I once read an interesting piece that psychopathic traits were generally favoured in many upper echelons of companies and can be considered leadership abilities by some in business and politics. The ability to lay off large amounts of people without guilt if it provides business benefit, strategically enact environmentally damaging legislation for personal gain, etc. That seems quite dangerous to me.
As a point, movies will rarely portray serious unusual conditions, especially mental health conditions, in any realistic manner. I mean, you know of plenty of movies with characters with “schizophrenia” (psychosis: delusions, hallucinations) but it affects 1 in 100 people and only 1 in 100 of them have levels of paranoia to the point of being dangerous. Most are usually just scared all the time. You may have seen movies with “split personality” but most people will dissociative conditions only have the one fragmented personality, and even those few who do have DID, well, their situation is far more mundane and boring (even if the trauma that often leads to such conditions is not) and never fun.

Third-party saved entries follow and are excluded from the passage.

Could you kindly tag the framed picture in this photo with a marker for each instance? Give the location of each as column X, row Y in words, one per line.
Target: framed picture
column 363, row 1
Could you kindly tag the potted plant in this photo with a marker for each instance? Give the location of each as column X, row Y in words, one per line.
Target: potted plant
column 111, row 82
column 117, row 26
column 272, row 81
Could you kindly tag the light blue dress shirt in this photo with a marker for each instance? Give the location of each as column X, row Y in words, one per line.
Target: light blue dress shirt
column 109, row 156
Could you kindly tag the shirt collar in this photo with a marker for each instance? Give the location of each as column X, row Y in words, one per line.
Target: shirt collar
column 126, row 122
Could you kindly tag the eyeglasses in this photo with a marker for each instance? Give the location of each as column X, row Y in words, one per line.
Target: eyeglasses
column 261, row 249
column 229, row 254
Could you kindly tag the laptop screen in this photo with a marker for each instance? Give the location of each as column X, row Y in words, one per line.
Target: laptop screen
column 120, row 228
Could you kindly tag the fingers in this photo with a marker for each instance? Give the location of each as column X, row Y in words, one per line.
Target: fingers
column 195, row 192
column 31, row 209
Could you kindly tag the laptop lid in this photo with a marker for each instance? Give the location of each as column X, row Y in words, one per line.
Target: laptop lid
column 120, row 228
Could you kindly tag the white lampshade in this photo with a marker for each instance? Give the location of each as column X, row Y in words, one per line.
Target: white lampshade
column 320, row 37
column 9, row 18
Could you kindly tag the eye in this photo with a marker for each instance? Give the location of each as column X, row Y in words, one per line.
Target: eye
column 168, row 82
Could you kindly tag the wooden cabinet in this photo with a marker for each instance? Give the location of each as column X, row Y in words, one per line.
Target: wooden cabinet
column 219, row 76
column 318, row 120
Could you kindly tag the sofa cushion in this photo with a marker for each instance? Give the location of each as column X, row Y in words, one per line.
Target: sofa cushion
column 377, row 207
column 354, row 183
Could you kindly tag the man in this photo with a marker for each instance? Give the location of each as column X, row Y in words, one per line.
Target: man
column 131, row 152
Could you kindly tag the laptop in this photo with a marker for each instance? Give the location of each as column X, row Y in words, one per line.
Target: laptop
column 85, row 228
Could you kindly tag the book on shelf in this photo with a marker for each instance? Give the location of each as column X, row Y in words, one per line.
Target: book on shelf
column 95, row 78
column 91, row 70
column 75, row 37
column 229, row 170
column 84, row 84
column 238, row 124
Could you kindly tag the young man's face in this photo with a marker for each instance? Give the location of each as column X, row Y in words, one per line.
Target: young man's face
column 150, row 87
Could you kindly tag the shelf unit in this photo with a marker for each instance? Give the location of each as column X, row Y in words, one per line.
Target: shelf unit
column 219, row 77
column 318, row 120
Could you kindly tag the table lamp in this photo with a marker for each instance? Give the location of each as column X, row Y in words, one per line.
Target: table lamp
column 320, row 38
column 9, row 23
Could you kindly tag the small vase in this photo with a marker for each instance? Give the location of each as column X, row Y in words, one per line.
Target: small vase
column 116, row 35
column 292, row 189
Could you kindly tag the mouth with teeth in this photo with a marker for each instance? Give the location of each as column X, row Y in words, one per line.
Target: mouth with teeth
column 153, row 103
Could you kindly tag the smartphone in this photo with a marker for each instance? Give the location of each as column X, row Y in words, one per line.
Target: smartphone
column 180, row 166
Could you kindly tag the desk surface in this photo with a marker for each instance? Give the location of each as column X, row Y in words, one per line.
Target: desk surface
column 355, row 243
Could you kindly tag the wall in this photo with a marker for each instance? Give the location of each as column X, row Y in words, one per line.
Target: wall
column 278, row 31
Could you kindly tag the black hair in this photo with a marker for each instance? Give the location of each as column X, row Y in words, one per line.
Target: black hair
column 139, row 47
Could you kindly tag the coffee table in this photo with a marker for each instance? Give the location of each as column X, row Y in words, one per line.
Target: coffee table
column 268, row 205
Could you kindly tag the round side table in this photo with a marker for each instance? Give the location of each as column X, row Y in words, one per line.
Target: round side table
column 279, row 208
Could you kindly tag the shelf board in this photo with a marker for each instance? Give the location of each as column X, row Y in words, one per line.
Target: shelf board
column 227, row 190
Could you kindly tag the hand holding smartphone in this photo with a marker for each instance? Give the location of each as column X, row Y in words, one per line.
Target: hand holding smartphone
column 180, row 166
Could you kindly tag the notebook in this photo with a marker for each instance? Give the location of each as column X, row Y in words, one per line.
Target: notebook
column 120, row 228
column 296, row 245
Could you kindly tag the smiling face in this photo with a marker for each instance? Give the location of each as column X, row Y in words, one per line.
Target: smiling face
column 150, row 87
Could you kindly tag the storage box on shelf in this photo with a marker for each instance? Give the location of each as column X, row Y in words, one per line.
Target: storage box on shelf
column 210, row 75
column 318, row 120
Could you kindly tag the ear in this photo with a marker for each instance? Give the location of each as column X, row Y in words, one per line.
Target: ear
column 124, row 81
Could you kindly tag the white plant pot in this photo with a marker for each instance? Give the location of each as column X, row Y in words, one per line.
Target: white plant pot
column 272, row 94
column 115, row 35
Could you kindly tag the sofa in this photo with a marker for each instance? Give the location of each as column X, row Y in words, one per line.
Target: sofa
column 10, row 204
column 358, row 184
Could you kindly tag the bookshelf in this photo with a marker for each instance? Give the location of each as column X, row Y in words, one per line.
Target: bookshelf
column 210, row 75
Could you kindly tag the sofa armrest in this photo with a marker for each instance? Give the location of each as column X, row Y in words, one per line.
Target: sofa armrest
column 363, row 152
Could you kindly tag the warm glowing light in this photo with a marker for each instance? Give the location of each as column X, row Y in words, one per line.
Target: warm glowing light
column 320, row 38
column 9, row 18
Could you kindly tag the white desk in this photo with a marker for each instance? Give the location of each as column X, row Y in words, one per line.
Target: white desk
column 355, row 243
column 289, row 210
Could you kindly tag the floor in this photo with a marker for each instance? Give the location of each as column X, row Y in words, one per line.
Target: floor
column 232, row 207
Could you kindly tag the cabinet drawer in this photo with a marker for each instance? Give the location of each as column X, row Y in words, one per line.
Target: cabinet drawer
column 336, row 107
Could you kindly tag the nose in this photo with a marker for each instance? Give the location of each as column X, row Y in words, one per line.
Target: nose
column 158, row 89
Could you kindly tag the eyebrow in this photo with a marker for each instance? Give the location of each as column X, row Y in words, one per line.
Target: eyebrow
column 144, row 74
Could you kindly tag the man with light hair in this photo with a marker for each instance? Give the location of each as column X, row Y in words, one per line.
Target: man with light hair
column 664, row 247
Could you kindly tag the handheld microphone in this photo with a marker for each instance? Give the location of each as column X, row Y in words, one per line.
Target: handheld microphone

However, none of that plays well on the screen. People want to see interesting and gripping characters like Hannibal Lecter. Not someone in the HR department firing someone and then going home and watching TV without a care in the world.
The Psychopath Test by Jon Ronson is an excellent read about this. You’ll never look at psychopathy the same way again.
Iirc, among other things, he suggests that many powerful and successful CEOs are psychopaths. And that it helps them be successful cos for example, they don’t feel bad in the slightest about laying off or screwing over tons of employees for profit.